At a fairly young age he joined the communist youth movement and the party and was actively involved in all kinds of activities. Then came the occupation and he ended up like so many others in Sachsenhausen. Freedom’s readers will remember his account yesterday of his visit to Sachsenhausen on the 20th anniversary of the liberation of the camp by Soviet troops. It was illustrated with one of Wengelin’s poignant drawings from Sachsenhausen, the drawing has been given a place in the National Gallery. He himself came home as a physically scarred man.
It was once again a wandering existence. He participated with great energy in the War Invalids Association and its work. For many years he stayed at Bereia, the home for war invalids. Now quite recently he got himself a dormitory flat in Drammen, which has always been a point of reference for Wengelin. It was the first time he got his own flat with a deposit, he said. Now he needed to calm down, and he signed up to work in the party again. But then it won’t last that long. Death came suddenly.

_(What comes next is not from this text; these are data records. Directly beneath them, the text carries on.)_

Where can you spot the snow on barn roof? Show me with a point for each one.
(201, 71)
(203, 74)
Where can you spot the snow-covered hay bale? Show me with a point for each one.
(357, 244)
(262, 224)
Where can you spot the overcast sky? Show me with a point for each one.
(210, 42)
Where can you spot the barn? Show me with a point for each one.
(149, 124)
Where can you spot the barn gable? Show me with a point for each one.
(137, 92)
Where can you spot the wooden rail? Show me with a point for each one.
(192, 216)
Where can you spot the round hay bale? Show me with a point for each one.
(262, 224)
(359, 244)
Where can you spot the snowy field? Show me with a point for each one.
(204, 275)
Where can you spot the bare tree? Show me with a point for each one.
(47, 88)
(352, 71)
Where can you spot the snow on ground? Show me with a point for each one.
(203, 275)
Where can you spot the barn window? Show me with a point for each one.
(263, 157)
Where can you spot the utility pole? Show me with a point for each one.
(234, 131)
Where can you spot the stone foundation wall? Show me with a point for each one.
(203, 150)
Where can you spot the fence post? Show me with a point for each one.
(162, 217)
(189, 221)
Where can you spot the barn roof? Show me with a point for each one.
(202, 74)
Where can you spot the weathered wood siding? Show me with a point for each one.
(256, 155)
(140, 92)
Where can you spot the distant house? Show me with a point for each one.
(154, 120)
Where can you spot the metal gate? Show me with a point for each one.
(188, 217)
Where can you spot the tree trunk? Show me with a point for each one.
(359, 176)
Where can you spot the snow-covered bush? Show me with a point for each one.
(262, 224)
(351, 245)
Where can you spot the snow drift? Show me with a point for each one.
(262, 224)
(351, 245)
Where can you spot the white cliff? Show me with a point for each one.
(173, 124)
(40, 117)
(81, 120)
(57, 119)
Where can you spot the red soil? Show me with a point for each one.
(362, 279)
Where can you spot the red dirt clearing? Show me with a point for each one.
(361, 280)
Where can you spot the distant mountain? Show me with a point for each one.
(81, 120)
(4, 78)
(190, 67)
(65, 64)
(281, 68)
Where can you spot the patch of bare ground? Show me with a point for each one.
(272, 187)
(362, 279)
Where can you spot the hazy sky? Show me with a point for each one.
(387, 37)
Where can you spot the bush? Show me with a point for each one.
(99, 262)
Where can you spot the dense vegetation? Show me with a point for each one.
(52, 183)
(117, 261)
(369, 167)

Wengelin’s drawings of the Muslims in the Nazi concentration camps were poignant. As mentioned, one has been given a place in the National Gallery. One of his posters has also been placed in a museum in Moscow. A close friend of his writes to us: One of our dear old comrades has passed away. His greatest joy was making others happy, I would especially like to mention his joy at being able to help children and animals. Several times he spent his last money to buy food for animals he thought were starving. Many are comrades from the concentration camp, from the party and not least from the circle of war invalids who feel a void after their friend Erik has passed away. Peace to his memory.”